Busy Beaks

Exploring the 2021 CBCA Short List: Early Childhood

The content description links on this page have been updated in line with Version 9.0 of the Australian Curriculum. Use this guide to compare codes across versions.

Author: Sarah Allen

Publisher: Affirm Press

SynopsisSpend a day with Australia's most vibrant and unique feathered friends. Full of splashing shorebirds, clattering cockatoos, parading penguins and greedy galahs, Busy Beaks is the perfect introduction to birds of all shapes and sizes.
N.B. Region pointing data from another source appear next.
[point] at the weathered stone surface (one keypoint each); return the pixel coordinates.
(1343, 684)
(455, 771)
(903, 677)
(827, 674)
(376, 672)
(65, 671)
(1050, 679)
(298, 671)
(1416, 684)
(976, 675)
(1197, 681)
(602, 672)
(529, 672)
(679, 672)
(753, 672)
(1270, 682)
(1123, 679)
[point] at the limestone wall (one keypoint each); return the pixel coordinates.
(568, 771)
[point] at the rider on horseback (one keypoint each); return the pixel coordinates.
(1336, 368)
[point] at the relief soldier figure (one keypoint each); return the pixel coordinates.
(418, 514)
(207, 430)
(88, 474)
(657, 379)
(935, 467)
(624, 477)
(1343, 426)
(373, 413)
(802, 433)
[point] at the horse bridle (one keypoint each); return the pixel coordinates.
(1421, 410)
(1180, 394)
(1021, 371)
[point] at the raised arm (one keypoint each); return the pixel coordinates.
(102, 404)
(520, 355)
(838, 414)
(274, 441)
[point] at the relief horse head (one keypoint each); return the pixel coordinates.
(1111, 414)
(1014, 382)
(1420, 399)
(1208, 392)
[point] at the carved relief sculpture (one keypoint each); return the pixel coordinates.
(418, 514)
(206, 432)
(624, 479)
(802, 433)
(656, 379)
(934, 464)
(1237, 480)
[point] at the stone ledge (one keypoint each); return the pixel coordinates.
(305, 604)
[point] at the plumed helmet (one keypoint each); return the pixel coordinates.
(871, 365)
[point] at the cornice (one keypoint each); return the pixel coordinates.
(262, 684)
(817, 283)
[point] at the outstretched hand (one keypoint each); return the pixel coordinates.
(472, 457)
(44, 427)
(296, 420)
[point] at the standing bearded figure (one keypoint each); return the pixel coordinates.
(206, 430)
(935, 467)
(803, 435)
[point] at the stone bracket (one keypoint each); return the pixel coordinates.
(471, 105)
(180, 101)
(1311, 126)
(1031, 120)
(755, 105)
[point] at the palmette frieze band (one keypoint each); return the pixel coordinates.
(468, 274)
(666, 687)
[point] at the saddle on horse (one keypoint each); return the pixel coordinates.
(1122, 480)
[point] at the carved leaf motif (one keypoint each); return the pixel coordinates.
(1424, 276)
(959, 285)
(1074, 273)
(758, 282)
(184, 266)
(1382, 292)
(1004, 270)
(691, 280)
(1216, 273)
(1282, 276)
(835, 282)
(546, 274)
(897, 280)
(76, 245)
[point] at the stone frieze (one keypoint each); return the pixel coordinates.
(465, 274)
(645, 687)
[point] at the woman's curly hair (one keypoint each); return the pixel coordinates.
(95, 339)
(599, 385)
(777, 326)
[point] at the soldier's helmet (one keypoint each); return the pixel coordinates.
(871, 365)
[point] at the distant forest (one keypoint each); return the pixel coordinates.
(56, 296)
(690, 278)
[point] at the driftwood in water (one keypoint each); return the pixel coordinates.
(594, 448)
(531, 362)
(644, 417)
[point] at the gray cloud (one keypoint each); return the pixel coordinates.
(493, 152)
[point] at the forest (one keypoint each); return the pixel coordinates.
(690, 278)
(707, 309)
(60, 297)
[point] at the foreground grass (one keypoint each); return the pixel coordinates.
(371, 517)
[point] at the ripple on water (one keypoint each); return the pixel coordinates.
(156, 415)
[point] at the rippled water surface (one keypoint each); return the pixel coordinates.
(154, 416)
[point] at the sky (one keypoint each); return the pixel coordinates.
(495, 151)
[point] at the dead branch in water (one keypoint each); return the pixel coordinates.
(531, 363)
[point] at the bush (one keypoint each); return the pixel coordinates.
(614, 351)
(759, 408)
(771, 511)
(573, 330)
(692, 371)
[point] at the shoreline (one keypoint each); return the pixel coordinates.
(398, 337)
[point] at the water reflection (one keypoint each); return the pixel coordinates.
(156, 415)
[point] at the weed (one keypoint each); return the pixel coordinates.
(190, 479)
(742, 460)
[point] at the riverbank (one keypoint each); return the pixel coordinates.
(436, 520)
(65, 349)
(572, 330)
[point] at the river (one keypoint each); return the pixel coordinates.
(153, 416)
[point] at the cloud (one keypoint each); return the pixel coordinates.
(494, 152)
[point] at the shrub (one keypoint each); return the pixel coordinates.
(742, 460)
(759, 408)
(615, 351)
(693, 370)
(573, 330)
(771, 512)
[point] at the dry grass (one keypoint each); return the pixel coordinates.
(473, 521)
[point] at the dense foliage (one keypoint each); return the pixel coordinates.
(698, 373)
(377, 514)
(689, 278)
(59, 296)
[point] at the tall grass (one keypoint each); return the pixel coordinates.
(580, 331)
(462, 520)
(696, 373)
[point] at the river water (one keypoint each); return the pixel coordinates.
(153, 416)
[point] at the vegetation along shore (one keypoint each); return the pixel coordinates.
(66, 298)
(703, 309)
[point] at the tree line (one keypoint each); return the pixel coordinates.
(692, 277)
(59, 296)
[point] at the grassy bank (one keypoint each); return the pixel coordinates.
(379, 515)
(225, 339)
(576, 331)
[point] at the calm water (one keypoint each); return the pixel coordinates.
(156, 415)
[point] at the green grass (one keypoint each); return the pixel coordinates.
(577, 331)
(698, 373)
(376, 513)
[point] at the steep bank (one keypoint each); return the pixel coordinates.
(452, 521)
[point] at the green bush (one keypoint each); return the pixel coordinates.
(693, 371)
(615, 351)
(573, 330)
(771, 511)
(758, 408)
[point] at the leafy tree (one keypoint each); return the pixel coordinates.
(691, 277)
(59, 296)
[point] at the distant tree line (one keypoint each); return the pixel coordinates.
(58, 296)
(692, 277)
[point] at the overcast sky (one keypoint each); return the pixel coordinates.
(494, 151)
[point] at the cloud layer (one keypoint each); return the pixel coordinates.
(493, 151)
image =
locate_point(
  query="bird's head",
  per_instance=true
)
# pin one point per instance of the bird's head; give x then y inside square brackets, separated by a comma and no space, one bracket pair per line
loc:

Themes: Australian birds, Australian habitats, scientific and common names, routines and timelines, descriptions

Year levels: Australian Curriculum: English, Foundation to Year 2; Science, Year 1

Why use this book? This story is a great example of a hybrid text that both entertains and informs. It introduces children to many common Australian birds in a variety of habitats, structured around the cycle of a day across locations in Australia. Brightly coloured and engaging illustrations will attract younger readers, and the short yet rich, descriptive phrases and sentences can be analysed and then used as an example to build students' descriptive writing skills. The text could also be used as a companion to studies of biological sciences in Years 1 and 2, focusing on living things, their habitats and lifecycles.

Focus passages: Pages 9–12, 21–26 and the ‘Facts & Feathers’ section.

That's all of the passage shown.